Dublin native Annalise Murphy captured the hearts of Irish audiences during the 2016 Rio Olympics when she realised her dream in the Women’s Laser Radial sailing competition by winning a silver medal for Ireland. Annalise will be accompanied by her mother, Cathy McAleavey an Olympian who competed in the 1998 Seoul Olympics as a sailor. They will walk alongside the Royal Canal starting at Spencer Dock, exploring some of the twelve locks, by foot and navigating the last section by boat.
The Royal Canal fondly known as the green and silver line, started life in the 1880’s as a major cargo and passenger corridor from Dublin to the River Shannon. With the onset of trains and roads it went into decline but since the 1990’s it was restored into an enchanting 145km inland waterway. Cathy and Annalise start at Spencer Dock a sea lock, on the north bank of the Liffey. They meet John Mckeon who has overseen the sympathetic restoration of the original canal.
After the first lock the canal heads west along an urban route towards Croke Park stadium and the skyline of the GAA’s headquarters, presenting a perfect bird’s eye view of the Royal Canal.
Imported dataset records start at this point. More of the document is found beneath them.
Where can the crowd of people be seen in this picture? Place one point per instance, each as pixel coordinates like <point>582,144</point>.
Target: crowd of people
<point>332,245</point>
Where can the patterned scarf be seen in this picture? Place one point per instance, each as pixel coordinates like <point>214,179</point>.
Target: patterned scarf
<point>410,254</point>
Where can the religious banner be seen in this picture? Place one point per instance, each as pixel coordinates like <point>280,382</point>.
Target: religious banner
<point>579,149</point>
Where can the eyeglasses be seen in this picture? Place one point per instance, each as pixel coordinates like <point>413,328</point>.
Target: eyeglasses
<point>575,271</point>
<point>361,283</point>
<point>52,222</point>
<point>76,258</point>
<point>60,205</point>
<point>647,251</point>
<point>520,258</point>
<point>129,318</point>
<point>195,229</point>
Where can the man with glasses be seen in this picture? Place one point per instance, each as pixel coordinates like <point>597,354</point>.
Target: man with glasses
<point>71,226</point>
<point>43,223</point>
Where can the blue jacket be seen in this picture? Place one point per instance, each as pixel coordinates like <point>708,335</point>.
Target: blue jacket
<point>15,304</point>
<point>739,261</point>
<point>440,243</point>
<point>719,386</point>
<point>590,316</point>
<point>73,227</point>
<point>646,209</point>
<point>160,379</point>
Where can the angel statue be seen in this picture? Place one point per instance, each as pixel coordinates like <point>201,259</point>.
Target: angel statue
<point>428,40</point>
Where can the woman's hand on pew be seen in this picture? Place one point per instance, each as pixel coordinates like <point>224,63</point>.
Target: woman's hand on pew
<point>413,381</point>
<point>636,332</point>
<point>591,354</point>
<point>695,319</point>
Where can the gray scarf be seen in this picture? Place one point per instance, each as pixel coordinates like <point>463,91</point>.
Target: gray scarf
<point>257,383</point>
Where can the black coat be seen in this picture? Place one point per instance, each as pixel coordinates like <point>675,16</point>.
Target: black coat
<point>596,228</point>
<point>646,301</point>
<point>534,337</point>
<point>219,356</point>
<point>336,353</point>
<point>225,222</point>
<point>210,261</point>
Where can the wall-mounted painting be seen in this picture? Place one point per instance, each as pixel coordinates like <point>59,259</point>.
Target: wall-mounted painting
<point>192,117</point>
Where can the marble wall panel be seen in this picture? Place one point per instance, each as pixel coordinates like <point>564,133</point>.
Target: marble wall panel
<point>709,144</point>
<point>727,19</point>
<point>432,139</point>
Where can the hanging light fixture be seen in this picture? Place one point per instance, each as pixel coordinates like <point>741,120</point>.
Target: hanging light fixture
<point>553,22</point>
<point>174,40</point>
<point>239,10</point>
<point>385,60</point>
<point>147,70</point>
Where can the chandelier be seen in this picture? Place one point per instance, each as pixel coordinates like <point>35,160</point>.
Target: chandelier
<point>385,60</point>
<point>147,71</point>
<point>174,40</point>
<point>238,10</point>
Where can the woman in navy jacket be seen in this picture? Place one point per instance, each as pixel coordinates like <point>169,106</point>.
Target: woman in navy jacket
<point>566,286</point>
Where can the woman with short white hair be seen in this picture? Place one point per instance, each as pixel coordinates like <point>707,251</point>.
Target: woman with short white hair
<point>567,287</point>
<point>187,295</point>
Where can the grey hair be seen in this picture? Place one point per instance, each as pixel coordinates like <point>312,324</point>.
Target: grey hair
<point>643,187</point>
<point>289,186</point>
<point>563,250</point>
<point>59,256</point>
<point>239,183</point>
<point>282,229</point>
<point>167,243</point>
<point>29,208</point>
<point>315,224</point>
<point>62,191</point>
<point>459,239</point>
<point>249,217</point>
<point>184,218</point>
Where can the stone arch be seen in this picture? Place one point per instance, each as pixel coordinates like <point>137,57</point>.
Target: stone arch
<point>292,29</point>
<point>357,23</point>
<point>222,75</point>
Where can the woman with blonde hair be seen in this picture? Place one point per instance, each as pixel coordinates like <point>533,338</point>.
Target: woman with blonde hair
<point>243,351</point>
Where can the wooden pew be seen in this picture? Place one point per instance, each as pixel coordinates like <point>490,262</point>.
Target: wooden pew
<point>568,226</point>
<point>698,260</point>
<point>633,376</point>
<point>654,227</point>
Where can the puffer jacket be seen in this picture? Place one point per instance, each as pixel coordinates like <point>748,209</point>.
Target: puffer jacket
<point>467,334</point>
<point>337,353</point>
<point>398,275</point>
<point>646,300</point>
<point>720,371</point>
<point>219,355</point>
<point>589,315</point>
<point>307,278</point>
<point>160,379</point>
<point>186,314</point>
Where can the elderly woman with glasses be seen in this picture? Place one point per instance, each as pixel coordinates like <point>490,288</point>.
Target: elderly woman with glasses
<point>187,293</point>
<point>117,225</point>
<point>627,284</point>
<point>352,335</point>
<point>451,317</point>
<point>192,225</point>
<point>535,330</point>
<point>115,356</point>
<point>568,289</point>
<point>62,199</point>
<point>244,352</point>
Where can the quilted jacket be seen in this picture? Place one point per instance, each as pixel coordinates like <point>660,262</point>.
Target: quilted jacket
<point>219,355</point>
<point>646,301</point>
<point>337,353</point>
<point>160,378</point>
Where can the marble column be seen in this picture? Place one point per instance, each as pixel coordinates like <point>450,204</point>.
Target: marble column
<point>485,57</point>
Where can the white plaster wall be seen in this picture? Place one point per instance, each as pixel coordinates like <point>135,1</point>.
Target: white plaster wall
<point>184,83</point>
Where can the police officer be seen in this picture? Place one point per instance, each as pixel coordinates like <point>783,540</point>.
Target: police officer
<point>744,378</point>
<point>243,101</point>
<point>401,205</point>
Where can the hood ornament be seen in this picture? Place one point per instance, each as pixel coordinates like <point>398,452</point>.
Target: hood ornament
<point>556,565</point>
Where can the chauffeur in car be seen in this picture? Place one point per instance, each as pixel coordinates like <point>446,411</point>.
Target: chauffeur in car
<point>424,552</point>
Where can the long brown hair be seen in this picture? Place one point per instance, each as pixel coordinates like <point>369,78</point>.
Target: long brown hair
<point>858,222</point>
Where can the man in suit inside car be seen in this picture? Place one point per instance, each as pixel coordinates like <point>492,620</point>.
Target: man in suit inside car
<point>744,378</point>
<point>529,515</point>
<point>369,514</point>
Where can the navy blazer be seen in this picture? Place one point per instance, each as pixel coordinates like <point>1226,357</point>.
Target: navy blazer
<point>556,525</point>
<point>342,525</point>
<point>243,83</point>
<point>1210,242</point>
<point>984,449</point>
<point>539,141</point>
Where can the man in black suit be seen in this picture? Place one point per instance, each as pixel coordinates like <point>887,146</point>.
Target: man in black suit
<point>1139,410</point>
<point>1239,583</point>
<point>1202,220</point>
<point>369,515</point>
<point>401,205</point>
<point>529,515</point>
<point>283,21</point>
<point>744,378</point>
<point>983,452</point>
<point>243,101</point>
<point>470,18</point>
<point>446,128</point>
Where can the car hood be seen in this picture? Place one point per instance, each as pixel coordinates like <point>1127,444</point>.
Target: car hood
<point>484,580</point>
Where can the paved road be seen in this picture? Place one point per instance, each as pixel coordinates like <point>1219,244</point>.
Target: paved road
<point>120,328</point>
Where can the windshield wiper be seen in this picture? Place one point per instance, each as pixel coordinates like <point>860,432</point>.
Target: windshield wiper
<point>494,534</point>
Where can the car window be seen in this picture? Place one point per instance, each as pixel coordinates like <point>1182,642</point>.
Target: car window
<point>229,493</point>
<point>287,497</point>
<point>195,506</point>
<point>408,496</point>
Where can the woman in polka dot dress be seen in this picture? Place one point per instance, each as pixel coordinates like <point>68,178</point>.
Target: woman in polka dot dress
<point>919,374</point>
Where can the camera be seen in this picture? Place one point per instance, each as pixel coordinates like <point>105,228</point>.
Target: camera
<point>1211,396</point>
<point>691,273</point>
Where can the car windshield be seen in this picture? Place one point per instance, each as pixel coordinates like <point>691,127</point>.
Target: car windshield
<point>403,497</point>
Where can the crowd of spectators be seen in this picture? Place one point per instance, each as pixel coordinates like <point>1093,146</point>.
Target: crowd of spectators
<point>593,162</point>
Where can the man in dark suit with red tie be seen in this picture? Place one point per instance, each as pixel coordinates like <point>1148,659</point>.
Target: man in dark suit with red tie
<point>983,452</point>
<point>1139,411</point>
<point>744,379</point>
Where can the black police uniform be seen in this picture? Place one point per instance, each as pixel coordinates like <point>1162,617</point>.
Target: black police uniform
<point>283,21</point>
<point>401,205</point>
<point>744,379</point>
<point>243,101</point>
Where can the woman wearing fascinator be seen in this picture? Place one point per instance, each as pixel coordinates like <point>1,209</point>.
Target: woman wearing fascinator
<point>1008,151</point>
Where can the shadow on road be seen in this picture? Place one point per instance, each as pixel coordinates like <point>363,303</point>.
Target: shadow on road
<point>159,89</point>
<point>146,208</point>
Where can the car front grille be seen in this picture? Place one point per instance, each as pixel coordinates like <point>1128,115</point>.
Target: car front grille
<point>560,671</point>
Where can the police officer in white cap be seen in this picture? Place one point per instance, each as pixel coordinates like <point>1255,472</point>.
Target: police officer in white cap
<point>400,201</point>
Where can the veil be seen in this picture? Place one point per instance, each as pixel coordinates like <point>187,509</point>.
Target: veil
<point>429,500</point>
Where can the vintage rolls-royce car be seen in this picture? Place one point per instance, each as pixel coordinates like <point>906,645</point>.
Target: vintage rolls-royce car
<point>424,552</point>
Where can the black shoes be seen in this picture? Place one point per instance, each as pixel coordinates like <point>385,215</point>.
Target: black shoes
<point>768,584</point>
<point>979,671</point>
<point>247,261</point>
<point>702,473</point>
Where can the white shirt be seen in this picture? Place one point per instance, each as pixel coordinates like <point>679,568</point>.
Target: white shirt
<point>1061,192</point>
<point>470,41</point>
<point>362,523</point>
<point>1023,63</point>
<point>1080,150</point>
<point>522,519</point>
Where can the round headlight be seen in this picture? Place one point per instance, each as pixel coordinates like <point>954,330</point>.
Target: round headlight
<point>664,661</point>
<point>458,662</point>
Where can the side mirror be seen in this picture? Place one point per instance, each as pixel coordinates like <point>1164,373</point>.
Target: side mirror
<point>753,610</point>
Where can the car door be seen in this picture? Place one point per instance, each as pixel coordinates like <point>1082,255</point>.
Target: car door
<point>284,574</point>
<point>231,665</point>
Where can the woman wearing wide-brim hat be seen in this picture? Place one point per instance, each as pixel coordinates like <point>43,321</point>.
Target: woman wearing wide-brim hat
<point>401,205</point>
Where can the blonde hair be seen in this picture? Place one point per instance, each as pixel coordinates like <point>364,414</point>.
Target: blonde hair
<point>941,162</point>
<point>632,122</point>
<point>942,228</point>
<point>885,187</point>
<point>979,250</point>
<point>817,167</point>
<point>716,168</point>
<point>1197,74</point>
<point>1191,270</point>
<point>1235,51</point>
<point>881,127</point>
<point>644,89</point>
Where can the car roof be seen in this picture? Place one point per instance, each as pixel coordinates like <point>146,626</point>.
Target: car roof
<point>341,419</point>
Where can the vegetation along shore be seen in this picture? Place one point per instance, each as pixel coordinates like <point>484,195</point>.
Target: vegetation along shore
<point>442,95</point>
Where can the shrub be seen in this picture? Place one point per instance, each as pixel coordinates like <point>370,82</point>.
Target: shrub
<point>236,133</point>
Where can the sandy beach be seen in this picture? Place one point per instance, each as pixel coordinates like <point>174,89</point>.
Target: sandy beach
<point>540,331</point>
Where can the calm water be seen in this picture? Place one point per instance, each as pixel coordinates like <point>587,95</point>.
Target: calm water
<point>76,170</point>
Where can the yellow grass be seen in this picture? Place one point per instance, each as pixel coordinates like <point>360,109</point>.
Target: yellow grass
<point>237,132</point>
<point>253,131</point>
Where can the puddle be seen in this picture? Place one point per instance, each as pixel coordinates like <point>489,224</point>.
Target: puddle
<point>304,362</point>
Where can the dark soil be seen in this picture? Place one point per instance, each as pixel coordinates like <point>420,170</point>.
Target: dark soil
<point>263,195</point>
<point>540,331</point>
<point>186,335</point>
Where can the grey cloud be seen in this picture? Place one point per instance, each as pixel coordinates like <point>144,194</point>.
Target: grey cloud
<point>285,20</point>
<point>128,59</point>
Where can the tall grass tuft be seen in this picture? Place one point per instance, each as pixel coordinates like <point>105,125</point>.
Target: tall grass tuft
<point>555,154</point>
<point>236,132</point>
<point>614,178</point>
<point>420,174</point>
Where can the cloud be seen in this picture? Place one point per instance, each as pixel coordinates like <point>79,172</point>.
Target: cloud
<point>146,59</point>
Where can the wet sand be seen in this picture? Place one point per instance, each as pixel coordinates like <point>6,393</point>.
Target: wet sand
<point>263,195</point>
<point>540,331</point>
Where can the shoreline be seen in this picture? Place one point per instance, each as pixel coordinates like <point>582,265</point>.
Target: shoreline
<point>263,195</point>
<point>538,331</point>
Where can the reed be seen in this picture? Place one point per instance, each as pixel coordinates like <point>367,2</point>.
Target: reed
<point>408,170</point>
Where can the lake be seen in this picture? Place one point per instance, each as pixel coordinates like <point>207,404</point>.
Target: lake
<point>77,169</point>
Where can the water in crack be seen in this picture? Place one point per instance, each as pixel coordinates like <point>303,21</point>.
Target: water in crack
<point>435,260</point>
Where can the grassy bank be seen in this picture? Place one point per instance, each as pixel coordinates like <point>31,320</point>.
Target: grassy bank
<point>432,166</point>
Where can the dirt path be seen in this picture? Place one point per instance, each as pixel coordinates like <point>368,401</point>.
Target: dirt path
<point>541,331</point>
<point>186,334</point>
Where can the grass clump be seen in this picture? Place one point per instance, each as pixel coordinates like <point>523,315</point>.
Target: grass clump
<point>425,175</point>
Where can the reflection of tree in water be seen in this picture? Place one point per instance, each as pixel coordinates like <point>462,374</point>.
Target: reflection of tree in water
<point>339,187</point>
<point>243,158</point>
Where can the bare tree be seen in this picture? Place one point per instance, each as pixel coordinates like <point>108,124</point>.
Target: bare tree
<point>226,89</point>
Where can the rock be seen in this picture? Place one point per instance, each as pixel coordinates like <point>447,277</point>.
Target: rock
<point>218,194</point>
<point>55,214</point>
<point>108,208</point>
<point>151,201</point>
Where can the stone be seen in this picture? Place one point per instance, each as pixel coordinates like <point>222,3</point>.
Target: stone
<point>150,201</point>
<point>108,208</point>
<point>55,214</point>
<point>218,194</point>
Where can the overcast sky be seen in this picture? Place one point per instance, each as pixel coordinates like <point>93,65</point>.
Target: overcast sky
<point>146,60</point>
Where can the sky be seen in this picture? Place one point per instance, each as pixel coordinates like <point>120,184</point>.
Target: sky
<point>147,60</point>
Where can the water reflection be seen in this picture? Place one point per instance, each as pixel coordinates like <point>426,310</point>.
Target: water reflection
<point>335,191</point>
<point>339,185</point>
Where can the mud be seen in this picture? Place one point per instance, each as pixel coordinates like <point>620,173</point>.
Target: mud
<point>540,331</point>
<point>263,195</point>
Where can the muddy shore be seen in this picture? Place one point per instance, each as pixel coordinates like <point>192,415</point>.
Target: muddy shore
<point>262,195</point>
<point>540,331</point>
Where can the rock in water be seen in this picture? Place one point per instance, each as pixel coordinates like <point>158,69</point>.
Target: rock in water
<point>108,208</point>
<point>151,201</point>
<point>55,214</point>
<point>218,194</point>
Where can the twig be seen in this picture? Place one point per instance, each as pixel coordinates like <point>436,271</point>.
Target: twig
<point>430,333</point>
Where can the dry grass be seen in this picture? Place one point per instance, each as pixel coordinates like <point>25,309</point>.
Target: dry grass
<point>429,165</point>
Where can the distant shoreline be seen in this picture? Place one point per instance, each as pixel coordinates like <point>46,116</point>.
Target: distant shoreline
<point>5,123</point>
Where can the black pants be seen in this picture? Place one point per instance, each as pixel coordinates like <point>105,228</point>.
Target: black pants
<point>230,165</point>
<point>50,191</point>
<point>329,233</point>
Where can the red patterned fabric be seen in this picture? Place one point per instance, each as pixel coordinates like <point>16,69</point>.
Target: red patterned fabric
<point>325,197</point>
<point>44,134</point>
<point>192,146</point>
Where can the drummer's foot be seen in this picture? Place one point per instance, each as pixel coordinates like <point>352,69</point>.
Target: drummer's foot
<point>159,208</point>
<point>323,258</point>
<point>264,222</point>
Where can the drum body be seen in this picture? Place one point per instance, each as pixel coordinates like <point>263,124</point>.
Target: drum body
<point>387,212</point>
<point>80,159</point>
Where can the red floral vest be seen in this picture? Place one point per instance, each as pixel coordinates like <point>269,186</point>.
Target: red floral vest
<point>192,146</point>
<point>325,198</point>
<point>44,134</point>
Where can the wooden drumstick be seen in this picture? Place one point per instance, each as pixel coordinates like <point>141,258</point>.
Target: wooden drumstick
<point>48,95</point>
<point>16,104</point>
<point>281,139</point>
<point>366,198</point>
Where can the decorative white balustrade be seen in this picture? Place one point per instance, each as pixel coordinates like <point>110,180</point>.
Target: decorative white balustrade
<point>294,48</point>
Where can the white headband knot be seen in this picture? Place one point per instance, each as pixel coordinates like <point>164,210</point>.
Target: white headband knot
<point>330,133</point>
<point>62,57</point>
At Cross Guns Bridge they watch canoe polo which is played every Sunday.
The second lock is home to the memorial of a renowned character who served time in the local Mountjoy prison. His name was Brendan Behan and the Canal historian Peter Clark has the story. The walkers take a detour into Blessington Park which covers over the original link for the Royal Canal to the River Liffey and they meet a musician Marion McEvoy on their way.
At Broome Bridge the Royal Canal begins its transition from urban to rural Dublin. It also marks an unlikely famous eureka moment. The mathematician, Sir William Rowan Hamilton had a spark of inspiration while walking here and he carved a revolutionary new form of algebra into the stone bridge. Scientists and historians from all over the world mark the moment on the annual Hamilton Walk. This is a place that Annalise and her mother stop to admire and pause for a few moments.
At the end of their walk they re-join John McKeown at the 11th Lock, where the N3 Navan Road, the railway line and the Royal Canal cross the M50 orbital. Annalise and Cathy have walked over 10 locks, and they also experience the journey through a double lock. They complete their journey to the twelfth lock by boat on a rural section of the canal. They moor the boat and take time to reflect on the day’s journey.